There seemed to be no one about as she padded into the kitchen then and made herself some tea and toast. She took it back to her bedroom and spent the next hour leisurely engaged in doing the things she’d hadn’t had much time for over the previous week.
She washed her hair, left the conditioner on and wrapped her head in a towel. She attended to her nails and smoothed moisturiser all over herself at the same time as she checked herself for bruises and saddle sores; there were no sores but a few colourful bruises. She paused to wonder whether her skin and hair would ever be the same again, despite this treatment, and sat down to write a long letter home.
Finally, she unwound the towel, rinsed her hair and dressed in a pair of cool pink linen shorts with a pink and white floral cotton blouse, luxuriating as she did so in clothes that were not khaki or definitely working clothes, and slid a pair of light sandals on.
She wondered again why the homestead was so silent, then shrugged. A week at Katerina had been long enough to discover that one day was very much like another, although she’d been told firmly to take Sundays off. Sarah would most likely be with her horses, and Rolf and Joe, if they weren’t working on the road or the cattle yards or the airstrip or the maintenance of some vehicle or another, could still find a hundred other tasks.
She went out onto the verandah and pulled a chair into the sunlight so she could dry her hair, and ran a mental review of the week as she closed her eyes and lifted her face to the sun.

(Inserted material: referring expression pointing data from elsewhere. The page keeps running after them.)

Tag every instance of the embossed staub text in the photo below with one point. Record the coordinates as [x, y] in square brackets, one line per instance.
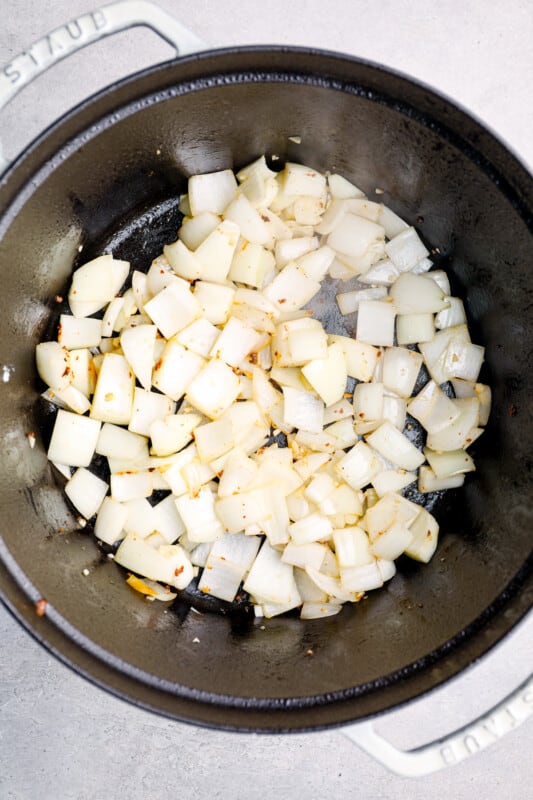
[50, 48]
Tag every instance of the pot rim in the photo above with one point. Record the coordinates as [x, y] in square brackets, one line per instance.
[218, 712]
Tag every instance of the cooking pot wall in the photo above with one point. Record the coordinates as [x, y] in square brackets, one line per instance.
[139, 158]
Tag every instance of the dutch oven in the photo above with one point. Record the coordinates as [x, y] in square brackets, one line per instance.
[107, 176]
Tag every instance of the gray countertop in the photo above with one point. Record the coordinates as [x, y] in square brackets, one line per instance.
[61, 738]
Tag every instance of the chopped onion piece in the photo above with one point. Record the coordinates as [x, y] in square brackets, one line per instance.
[169, 563]
[400, 370]
[395, 447]
[428, 481]
[358, 466]
[74, 439]
[349, 301]
[452, 462]
[375, 322]
[425, 530]
[416, 294]
[406, 249]
[212, 191]
[414, 328]
[229, 560]
[195, 229]
[270, 580]
[328, 375]
[76, 333]
[86, 492]
[454, 314]
[319, 610]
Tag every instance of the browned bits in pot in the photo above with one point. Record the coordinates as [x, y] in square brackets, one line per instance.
[40, 607]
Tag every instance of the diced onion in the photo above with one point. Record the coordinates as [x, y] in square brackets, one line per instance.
[194, 367]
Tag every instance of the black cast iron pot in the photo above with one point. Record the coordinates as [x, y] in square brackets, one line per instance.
[107, 175]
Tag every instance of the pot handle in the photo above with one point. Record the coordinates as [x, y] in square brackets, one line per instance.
[84, 30]
[451, 749]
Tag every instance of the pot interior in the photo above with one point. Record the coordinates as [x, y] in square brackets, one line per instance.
[110, 175]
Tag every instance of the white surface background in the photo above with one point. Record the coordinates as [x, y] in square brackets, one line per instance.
[61, 738]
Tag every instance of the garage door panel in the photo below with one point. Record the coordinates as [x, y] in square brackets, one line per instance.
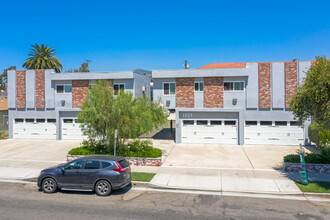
[219, 134]
[35, 130]
[276, 135]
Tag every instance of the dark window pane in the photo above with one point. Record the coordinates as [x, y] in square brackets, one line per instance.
[60, 89]
[115, 89]
[201, 86]
[228, 86]
[238, 86]
[251, 123]
[92, 164]
[121, 87]
[78, 121]
[265, 123]
[68, 88]
[166, 89]
[280, 123]
[106, 164]
[230, 122]
[202, 122]
[215, 122]
[172, 88]
[188, 122]
[123, 164]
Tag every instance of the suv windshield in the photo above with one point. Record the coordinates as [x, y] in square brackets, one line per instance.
[123, 163]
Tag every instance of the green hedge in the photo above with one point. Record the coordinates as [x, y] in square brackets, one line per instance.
[136, 148]
[309, 158]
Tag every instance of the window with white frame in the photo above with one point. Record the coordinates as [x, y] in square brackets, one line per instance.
[118, 87]
[169, 88]
[62, 89]
[199, 86]
[233, 86]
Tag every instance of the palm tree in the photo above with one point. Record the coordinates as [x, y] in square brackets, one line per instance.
[43, 57]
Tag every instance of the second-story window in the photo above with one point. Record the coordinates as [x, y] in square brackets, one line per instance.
[63, 89]
[118, 87]
[199, 86]
[169, 88]
[233, 86]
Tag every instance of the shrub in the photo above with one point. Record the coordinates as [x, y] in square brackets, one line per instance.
[309, 158]
[292, 158]
[313, 133]
[136, 148]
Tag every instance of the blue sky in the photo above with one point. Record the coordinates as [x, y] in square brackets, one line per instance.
[126, 35]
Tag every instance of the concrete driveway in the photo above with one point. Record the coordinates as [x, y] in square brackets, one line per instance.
[228, 156]
[24, 158]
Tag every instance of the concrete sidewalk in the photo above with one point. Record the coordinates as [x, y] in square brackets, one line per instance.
[230, 180]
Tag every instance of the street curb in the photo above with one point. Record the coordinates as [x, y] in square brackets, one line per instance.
[140, 184]
[324, 195]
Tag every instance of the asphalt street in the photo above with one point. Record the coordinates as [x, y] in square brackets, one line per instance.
[25, 201]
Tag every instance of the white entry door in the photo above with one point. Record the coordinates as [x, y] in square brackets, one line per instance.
[210, 131]
[273, 132]
[71, 129]
[40, 128]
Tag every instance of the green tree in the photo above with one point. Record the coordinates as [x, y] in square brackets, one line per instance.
[83, 68]
[4, 77]
[42, 57]
[312, 97]
[102, 113]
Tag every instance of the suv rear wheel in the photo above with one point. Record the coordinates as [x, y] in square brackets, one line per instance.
[103, 188]
[49, 185]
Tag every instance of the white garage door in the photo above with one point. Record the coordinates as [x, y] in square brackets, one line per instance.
[273, 132]
[35, 128]
[209, 131]
[71, 129]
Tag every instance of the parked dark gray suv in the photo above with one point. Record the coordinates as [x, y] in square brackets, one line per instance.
[99, 173]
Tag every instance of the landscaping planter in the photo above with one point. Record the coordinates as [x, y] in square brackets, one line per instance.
[136, 161]
[309, 167]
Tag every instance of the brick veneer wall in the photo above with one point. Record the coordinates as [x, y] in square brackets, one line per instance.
[20, 89]
[264, 85]
[291, 81]
[79, 92]
[40, 88]
[185, 92]
[213, 92]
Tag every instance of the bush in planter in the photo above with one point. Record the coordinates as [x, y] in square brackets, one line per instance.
[309, 158]
[136, 148]
[313, 133]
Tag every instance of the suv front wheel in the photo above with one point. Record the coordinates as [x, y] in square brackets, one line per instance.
[49, 185]
[103, 188]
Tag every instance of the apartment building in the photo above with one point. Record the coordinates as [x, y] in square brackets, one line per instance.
[43, 104]
[234, 103]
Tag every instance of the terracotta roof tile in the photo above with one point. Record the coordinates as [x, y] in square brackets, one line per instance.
[223, 65]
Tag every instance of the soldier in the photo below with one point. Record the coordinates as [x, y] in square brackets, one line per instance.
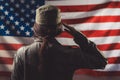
[46, 58]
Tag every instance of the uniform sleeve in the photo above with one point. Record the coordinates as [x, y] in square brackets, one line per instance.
[18, 66]
[92, 57]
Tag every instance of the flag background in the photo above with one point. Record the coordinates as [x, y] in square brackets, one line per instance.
[99, 20]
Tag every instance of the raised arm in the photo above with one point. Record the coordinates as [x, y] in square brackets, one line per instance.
[91, 56]
[18, 66]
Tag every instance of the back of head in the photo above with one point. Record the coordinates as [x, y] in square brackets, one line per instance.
[47, 20]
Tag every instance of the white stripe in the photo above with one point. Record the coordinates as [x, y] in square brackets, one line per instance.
[77, 2]
[110, 67]
[5, 67]
[101, 12]
[111, 53]
[92, 77]
[16, 40]
[65, 41]
[97, 40]
[107, 54]
[7, 53]
[97, 26]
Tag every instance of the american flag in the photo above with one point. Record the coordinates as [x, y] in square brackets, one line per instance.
[99, 20]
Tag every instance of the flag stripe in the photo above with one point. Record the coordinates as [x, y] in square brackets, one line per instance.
[4, 60]
[89, 7]
[4, 73]
[101, 12]
[78, 2]
[15, 40]
[112, 60]
[102, 47]
[97, 26]
[93, 19]
[10, 46]
[97, 73]
[95, 33]
[63, 40]
[97, 40]
[8, 54]
[107, 54]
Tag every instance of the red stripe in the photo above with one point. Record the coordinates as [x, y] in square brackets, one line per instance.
[94, 33]
[112, 46]
[111, 60]
[97, 73]
[10, 46]
[93, 19]
[80, 72]
[4, 60]
[5, 73]
[102, 47]
[114, 60]
[77, 8]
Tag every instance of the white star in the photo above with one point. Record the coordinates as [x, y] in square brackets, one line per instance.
[2, 27]
[11, 17]
[27, 33]
[32, 11]
[18, 32]
[16, 14]
[32, 2]
[27, 6]
[17, 5]
[13, 27]
[16, 23]
[12, 1]
[32, 20]
[22, 1]
[7, 22]
[7, 32]
[22, 10]
[2, 17]
[6, 4]
[27, 15]
[6, 12]
[22, 28]
[32, 28]
[22, 19]
[1, 7]
[11, 9]
[27, 24]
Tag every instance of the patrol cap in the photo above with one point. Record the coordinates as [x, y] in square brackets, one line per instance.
[48, 15]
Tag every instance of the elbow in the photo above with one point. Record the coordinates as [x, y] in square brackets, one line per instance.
[103, 64]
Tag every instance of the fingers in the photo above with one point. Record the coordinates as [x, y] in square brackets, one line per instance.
[68, 27]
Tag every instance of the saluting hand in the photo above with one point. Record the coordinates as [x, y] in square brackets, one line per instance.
[79, 38]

A faint smile curved her lips at the memory of how stiff she’d been for the first few days, and was still stiff at times. This was despite begging a friend in Sydney, as soon as she’d decided to come to Katerina, to let her exercise his polo ponies every day to get herself fit for what was to come. Although she’d ridden since she was six, and although horses were by no means the only way to get around Katerina, she’d done more riding in a week than she’d done in the past year. But it had been exhilarating and more.
She’d read respect in the eyes of the Simpsons when she’d refused to complain about her aching muscles or to take to the ‘bull buggy’, an open four-wheel drive vehicle suitable for getting around rough terrain with fearsome bars on the front capable of repelling charging bulls.
But Joe Jordan had surprised her. There had been no more overtures of a personal nature. In fact he’d treated her exactly as he treated his sister.